Titus 2 states that the older women are to train the younger women to love their husbands. Training is essentially a practical application of knowledge gained. But firstly, what does the Bible mean by this love? 1 Cor. 13:4-8 tells us:

'Love is patient, love is kind. It does not envy, it does not boast, it is not proud. It is not rude, it is not self-seeking, it is not easily angered, it keeps no record of wrongs. Love does not delight in evil but rejoices in the truth. It always protects, always trusts, always hopes, always perseveres. Love never fails.'

This list still makes me feel exhausted, but I don't have to do it in my own strength. I cannot love like 1 Corinthians 13 requires me to love without help. If I substitute Jesus Christ for Love, it will work perfectly. From Galatians 5:22 we read: 'But the fruit of the Spirit is LOVE'. Wonderful news! As a believer I have the Holy Spirit dwelling in me and I am free to ask for the Holy Spirit to strengthen me to love as 1 Corinthians 13 directs. My sinful nature will still be trying to get its own way so it will require diligent waiting on the Lord for the victory over my sinful desires, which find the ways of this world attractive and shy away from the ways of the Lord. John's first epistle reinforces this:

'Everyone who believes that Jesus is the Christ is born of God, and everyone who loves the Father loves His child as well. This is how we know that we love the children of God: by loving God and carrying out His commands. And His commands are not burdensome, for everyone born of God overcomes the world. This is the victory that overcomes the world, even our faith. Who is he that overcomes the world? Only he that believes that Jesus is the Son of God.' (1 John 5:1-5). Christ is the strength of the believer's life, He has given us His Holy Spirit as our Counsellor. (See John 16: 5-15)

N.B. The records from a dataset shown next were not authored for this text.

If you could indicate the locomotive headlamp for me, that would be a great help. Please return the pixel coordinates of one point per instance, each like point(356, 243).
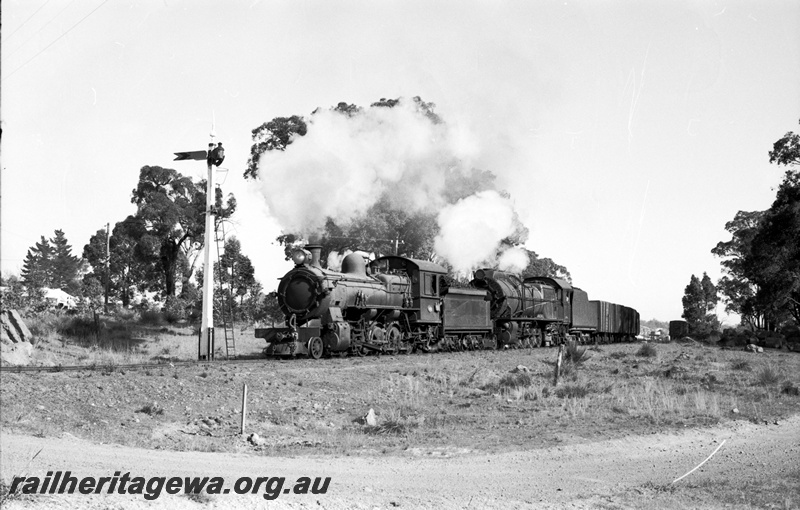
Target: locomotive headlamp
point(299, 257)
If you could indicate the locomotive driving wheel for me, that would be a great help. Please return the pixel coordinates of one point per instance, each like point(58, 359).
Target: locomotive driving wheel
point(393, 340)
point(536, 338)
point(315, 348)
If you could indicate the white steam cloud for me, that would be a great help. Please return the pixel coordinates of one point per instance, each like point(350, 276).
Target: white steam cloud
point(472, 228)
point(343, 164)
point(513, 259)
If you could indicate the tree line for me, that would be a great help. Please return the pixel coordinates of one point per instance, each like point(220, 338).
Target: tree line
point(156, 250)
point(761, 261)
point(385, 227)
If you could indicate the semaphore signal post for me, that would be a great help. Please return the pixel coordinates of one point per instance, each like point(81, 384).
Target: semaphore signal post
point(213, 157)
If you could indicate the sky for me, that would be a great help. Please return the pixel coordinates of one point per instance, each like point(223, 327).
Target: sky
point(627, 133)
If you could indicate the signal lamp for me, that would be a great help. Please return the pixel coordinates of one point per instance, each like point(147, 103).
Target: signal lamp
point(299, 257)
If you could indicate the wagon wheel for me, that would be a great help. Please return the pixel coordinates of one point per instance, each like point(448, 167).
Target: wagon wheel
point(393, 340)
point(315, 348)
point(536, 339)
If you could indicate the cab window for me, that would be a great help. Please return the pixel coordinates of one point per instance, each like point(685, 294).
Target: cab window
point(430, 287)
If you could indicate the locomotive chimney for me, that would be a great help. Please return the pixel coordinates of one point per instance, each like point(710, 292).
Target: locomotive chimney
point(316, 252)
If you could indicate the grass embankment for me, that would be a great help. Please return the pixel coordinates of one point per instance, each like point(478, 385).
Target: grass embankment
point(486, 401)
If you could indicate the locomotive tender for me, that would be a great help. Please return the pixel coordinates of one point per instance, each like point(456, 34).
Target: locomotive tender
point(397, 304)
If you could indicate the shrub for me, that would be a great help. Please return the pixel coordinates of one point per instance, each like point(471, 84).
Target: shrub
point(573, 391)
point(741, 364)
point(647, 351)
point(768, 376)
point(790, 389)
point(151, 409)
point(152, 318)
point(516, 380)
point(175, 309)
point(574, 354)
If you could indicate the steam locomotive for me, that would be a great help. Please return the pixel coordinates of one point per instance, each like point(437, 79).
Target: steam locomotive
point(397, 304)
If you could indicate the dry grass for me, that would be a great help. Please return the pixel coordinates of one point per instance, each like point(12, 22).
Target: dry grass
point(479, 400)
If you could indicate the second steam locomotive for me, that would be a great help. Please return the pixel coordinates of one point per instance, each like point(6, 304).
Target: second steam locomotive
point(397, 304)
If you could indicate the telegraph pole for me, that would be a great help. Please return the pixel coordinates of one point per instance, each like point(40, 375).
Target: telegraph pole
point(108, 263)
point(213, 157)
point(207, 322)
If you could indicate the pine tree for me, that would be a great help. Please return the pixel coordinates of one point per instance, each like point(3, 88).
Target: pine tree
point(693, 302)
point(65, 265)
point(37, 268)
point(710, 298)
point(50, 263)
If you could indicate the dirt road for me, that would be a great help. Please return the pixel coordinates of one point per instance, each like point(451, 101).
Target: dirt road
point(605, 473)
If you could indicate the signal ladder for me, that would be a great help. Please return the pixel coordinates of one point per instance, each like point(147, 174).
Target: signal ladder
point(226, 295)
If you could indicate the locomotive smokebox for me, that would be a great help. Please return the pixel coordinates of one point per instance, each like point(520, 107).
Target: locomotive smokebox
point(316, 253)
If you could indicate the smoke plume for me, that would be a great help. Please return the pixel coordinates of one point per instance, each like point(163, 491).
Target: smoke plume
point(472, 229)
point(344, 163)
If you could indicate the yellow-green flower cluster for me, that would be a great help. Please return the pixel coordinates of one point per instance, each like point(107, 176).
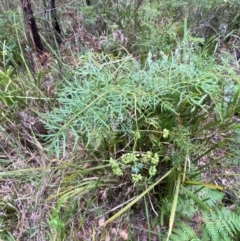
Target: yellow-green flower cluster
point(115, 167)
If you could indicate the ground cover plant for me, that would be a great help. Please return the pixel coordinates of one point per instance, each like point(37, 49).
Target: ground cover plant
point(127, 128)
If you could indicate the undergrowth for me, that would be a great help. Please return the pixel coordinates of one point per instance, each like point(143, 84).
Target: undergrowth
point(130, 132)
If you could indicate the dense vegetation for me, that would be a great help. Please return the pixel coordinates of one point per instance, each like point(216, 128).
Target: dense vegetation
point(124, 124)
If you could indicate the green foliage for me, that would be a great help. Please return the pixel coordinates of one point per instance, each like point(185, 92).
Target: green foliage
point(137, 163)
point(216, 225)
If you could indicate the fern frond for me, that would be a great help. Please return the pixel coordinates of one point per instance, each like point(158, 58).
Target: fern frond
point(184, 232)
point(221, 224)
point(218, 225)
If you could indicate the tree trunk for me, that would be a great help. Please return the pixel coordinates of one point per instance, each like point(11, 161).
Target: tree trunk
point(54, 20)
point(32, 26)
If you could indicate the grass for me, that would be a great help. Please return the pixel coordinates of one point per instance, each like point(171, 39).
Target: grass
point(123, 127)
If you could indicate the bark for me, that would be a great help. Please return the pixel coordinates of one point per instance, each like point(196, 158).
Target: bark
point(55, 23)
point(32, 26)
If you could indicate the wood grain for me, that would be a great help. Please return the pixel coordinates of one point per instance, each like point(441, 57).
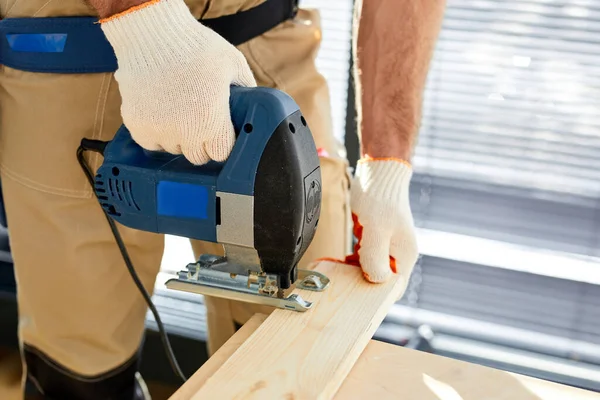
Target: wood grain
point(196, 381)
point(387, 372)
point(384, 372)
point(307, 355)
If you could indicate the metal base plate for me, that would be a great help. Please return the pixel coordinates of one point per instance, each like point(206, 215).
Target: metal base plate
point(215, 276)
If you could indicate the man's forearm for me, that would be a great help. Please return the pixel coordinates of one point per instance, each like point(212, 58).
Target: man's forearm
point(393, 44)
point(107, 8)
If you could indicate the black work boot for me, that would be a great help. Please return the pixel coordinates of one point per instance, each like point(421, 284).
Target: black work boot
point(55, 382)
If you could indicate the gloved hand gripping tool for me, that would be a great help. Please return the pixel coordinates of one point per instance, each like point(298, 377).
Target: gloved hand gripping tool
point(263, 204)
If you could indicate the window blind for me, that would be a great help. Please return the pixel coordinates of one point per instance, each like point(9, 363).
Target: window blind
point(510, 138)
point(509, 152)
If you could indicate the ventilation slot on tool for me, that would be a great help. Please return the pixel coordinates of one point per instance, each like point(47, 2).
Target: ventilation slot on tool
point(123, 190)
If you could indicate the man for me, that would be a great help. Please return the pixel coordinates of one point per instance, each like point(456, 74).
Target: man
point(81, 317)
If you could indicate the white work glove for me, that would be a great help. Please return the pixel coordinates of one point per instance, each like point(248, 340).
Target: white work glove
point(383, 222)
point(174, 76)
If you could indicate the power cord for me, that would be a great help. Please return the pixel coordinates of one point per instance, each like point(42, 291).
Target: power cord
point(98, 146)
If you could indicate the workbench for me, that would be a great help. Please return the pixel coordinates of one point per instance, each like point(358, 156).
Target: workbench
point(331, 359)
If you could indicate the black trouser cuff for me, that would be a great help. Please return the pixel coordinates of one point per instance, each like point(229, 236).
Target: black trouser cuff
point(55, 382)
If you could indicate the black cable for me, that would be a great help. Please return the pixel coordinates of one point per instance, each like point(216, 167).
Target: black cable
point(98, 146)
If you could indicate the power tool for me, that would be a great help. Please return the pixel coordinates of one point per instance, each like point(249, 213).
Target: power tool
point(263, 203)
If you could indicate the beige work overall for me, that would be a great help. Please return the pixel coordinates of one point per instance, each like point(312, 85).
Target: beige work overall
point(78, 305)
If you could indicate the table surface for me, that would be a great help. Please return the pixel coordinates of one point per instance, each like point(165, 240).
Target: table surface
point(384, 371)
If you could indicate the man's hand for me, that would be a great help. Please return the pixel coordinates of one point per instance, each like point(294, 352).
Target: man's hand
point(393, 44)
point(383, 222)
point(174, 77)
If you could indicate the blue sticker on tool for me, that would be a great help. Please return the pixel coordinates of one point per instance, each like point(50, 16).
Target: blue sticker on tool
point(182, 200)
point(66, 45)
point(37, 42)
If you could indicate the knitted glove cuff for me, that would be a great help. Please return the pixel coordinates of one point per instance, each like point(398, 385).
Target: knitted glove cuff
point(157, 32)
point(384, 182)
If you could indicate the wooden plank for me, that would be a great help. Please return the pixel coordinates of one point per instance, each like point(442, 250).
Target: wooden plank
point(196, 381)
point(307, 355)
point(384, 371)
point(387, 372)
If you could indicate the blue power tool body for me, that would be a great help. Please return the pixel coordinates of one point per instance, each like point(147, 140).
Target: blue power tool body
point(263, 203)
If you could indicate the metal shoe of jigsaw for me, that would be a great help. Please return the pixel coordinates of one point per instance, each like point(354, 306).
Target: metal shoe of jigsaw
point(263, 204)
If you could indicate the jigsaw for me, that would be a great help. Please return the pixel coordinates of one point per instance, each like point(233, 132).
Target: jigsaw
point(262, 204)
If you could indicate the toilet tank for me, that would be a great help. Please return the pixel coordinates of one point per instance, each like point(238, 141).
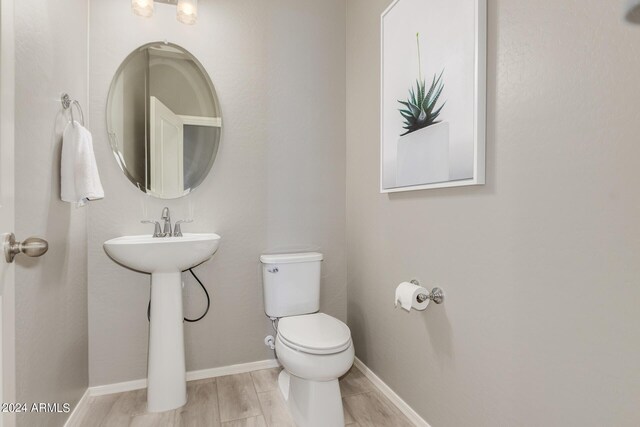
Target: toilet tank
point(291, 283)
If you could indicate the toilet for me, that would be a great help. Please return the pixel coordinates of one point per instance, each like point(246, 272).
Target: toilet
point(314, 348)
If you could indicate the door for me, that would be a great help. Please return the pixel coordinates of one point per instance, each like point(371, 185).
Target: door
point(167, 151)
point(7, 315)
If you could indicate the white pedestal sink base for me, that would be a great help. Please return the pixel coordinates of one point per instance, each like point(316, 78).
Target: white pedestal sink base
point(166, 372)
point(164, 258)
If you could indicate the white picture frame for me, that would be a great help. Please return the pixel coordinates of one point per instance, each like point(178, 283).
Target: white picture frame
point(472, 171)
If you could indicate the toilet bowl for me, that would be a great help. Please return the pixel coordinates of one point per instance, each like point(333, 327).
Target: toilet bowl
point(314, 350)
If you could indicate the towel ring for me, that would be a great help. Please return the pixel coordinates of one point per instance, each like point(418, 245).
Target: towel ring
point(67, 104)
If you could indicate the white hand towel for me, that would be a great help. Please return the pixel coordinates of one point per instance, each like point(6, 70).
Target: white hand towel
point(79, 179)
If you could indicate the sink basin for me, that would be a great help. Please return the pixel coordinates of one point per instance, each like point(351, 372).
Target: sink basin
point(165, 258)
point(163, 254)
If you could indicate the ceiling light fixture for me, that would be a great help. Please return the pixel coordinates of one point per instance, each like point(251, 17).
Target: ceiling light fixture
point(186, 10)
point(142, 7)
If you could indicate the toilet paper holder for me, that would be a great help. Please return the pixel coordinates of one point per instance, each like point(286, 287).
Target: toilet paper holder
point(436, 295)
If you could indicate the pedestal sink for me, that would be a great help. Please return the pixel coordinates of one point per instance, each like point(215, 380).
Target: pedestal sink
point(164, 258)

We had a young nursing sister turn up at one of our churches. She was friendly with a keen Christian couple who attended there. Her story was a sad one. She had been married to a theological student. He was a capable student and he obtained a bursary to do post-graduate study in Edinburgh. They went together. The wife obtained a job as a nursing sister in one of the hospitals in Edinburgh. She became pregnant but was unwilling to give up work because they were depending on her finances in order to meet their expenses. She continued working until within a few weeks of delivery. Difficulties developed soon after birth and within days the baby had died.

On returning to Australia severe marriage problems developed. The loss of the baby seemed to promote further troubles. The couple could no longer relate to each other with reverence. Their marriage ended with divorce.

Another couple we knew who went to Cambridge for study during sabbatical leave, returned and never settled down. The glamour of the overseas experience made life at home too humdrum. Excitement was sought in an affair.

The wife who is doing her husband good and not harm will have an antenna tuned in to his needs. She will not allow the exigencies of life to alarm her; she will not give way to fear or be the cause of a bitter root developing. Many marriages flounder following the death of a child, but the Christian has resources which will prevent this.

These days unemployment is a burden many have to face. Many countries are facing recession. Workers aged forty and over often face redundancy. A trauma of this nature is hard to take. Some marriages crumble under the strain. When is a wife to honour the Lord in her marriage? All the days of her life. This means she will not crumble when adversity comes. But be prepared.

'I lift up my eyes to the hills - where does my help come from? My help comes from the Lord, the Maker of heaven and earth.' (Psalm 121:1-2)

Copyright © Family Matters 1996


Phyllis Mercer is the wife of Australian missionary John Mercer. In 1952 he was chosen to settle a nomadic tribe of Aborigines, the Nunggubuyu people, in their own tribal country, Numbulwar, at the mouth of the Rose River. They married in 1953 and over the years did much pioneering work, enduring the isolation as well as the primitive conditions which prevailed at first. Since retiring in 1990 they have produced two booklets of stories for children, and other writings for the Christian wife and mother from which this article is an extract. They have five children and seventeen grandchildren.